They both glanced up when he returned, by way of the pulpit across the room where he stopped to get a bottle of brandy and a glass. These he placed on the table beside the book he had brought in, and picked up the Collectors Quarterly. He read the caption half aloud, —". that most characteristic expression of the genius of Flemish art, which seems to enliven us with increased powers of eyesight, in this recently discovered painting, The Descent from the Cross, by the late fifteenth-century master Hugo van der Goes. " That's. well you can't really say "most characteristic," whoever.

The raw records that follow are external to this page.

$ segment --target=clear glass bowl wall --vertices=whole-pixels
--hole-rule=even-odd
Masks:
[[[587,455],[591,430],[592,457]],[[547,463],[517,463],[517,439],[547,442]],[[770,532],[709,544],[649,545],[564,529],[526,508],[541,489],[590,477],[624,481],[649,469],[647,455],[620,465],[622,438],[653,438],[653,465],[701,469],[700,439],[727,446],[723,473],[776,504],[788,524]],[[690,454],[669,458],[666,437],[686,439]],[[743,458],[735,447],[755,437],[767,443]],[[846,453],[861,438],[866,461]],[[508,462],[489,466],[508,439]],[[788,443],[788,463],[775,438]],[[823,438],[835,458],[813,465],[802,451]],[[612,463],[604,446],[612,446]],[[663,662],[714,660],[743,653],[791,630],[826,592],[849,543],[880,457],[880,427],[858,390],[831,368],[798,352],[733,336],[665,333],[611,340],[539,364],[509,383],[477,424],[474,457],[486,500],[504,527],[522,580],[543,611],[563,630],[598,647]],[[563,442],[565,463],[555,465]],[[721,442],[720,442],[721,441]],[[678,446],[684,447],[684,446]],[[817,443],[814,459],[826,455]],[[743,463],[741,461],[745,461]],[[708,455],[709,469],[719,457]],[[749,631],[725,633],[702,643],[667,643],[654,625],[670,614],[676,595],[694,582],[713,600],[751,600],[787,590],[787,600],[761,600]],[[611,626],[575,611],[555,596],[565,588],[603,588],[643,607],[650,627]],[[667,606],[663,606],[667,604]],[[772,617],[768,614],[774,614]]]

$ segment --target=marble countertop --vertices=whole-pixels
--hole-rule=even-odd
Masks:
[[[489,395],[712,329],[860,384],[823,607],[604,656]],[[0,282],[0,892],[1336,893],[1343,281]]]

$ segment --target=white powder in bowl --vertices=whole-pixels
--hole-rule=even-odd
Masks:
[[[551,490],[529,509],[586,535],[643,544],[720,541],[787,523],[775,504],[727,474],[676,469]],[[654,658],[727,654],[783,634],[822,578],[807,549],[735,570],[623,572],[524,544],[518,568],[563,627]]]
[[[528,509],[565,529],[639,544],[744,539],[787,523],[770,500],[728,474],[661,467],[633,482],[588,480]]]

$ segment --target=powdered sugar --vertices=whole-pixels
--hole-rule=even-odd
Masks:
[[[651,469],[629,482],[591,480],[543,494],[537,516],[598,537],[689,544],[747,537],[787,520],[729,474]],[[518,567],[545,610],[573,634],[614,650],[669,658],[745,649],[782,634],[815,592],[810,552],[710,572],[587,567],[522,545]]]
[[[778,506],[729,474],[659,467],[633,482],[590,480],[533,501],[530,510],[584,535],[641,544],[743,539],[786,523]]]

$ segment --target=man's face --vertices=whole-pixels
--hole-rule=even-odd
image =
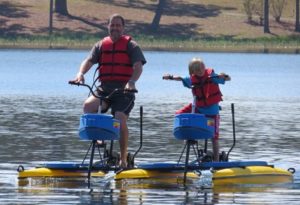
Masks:
[[[123,35],[123,31],[124,26],[120,18],[113,18],[108,24],[109,36],[114,42],[117,41]]]

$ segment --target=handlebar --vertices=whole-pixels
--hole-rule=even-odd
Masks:
[[[130,93],[137,93],[138,91],[136,89],[133,89],[133,90],[129,90],[129,89],[122,89],[122,88],[116,88],[115,90],[113,90],[108,96],[106,97],[103,97],[103,96],[99,96],[97,95],[91,86],[89,86],[88,84],[85,84],[85,83],[77,83],[77,82],[73,82],[73,81],[69,81],[69,84],[70,85],[77,85],[77,86],[84,86],[84,87],[87,87],[90,92],[92,93],[92,95],[95,97],[95,98],[99,98],[99,99],[109,99],[112,95],[114,95],[116,92],[130,92]]]

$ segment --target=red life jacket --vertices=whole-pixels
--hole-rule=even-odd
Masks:
[[[222,101],[222,93],[219,85],[213,83],[210,76],[213,69],[205,69],[203,76],[191,76],[192,92],[196,96],[196,106],[210,106]]]
[[[132,64],[127,53],[130,36],[121,36],[113,42],[109,36],[102,40],[99,60],[100,81],[128,82],[133,73]]]

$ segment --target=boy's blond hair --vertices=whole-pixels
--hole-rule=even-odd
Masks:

— Valentine here wants to…

— But "increased powers of eyesight," I've seen that somewhere. Yes, it gives that sense of projecting illumination, instead of receiving it from outside, do you. don't you read it that way?

— Yes. I wrote it, said Basil Valentine, looking him in the eyes.

— You wrote it? he repeated.

— I meant it, too. I congratulate you.

— Then you know it's mine? That this is mine? He flattened his hand against the page on the table.

— My dear fellow, "If the public believes that a picture is by Raphael, and will pay the price of a Raphael," Valentine said, offering a cigarette, — "then it is a Raphael."

The cigarette was accepted heedlessly. — Yes, I… but the reproductions, they don't… I haven't seen this one, but they're a bad thing all round, they. here, you can see, this space right here, it loses almost all its value, because the blue, it doesn't quite… it isn't.

— Not bad, for a reproduction, Valentine said, watching him pour brandy into his glass. — But I've looked at the thing itself, and it is magnificent. It is, almost perfect. Perfect van der Goes.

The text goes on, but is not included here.